In the context of these quotes are, yet again, new terminology: P2P, viral videos, memes. Note that the second quote ends "and so forth". "Mega", like I said. What I thought was interesting in the virtual world is that the location of the Laurence McKinley Gould Library was not readily apparent. After a little searching, I finally found that the school is Carleton College in Minnesota. (And, guess what, Charles Schulz was from St. Paul.) In essence, persons, places and things do not have the same bearings in virtual worlds as in the actual world, and the nature of identity is
altered accordingly.

Friday, March 6, 2009

THING 6

Good grief (I'm reading an exhaustive bio of Chas Schulz)!
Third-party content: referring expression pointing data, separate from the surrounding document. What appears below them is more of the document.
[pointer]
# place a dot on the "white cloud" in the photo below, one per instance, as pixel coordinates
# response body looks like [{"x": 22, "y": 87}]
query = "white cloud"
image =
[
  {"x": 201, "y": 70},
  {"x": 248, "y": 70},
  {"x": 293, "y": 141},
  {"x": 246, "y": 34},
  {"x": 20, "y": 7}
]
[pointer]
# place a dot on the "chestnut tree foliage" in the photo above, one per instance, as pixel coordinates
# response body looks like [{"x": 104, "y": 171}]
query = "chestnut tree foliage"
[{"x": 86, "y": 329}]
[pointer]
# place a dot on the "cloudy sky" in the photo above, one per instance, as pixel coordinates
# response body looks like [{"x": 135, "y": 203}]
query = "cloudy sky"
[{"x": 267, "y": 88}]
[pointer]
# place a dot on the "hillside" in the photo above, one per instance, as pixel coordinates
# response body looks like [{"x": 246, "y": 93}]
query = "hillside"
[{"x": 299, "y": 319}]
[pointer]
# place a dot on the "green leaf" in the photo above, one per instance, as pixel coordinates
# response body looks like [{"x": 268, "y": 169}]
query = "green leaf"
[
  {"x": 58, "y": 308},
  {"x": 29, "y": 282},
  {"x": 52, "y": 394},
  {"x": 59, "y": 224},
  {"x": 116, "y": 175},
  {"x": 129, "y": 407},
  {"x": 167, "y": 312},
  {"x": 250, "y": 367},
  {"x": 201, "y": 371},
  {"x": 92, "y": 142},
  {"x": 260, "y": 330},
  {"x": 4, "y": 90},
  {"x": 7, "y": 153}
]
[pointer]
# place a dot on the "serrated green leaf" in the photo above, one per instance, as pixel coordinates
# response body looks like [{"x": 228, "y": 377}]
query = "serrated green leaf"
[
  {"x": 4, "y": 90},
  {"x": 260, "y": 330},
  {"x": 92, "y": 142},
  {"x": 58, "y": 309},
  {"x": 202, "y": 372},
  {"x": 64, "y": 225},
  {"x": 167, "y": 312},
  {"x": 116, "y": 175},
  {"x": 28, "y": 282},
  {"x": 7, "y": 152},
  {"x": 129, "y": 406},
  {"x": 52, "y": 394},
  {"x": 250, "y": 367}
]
I finally got here again. How is it that I am so easily confused and readily frustrated. Just keeping track of email addresses and passwords stymies me. Just for signing in to getting going has been a major snag today. Thanks mucho to compassionate co-workers for this bi-polar bozo. So, anyway, Thing 6. I was going to peruse other blogs to see what they said, but my first attempt was thwarted because I was somehow confused by a small component for which there is no negotiating in cyberspace. Explanations introduce other concepts that further challenge my ability to absorb. Mashups are not to be confused with embedded data. Mashups must access 3rd party data using an API and reuse the content in an unintended way. A hybrid. There is pure XML content and HTML presentation-oriented content. I understand that definition better with the Google maps and real estate ventures than I do with the Flickr mashups example. And within that sidetrack are Acamin, Digg, RadioClouds. Then there's Alyve, JackBe, Microsoft Popfly, Mozilla Ubiquity, Netvibes, Pageflakes, etcetera, etcetera, as the King of Siam would say. Anyway, I altered some photos I had in my Flickr account. Not great photos, not great results, but fait accompli nonetheless. I see using Flickr Mashups for altering photos for fun jigsaw puzzles, for name badges, for turning summer reading participants into "artistes" to reflect the "Express Yourself/Be Creative" themes.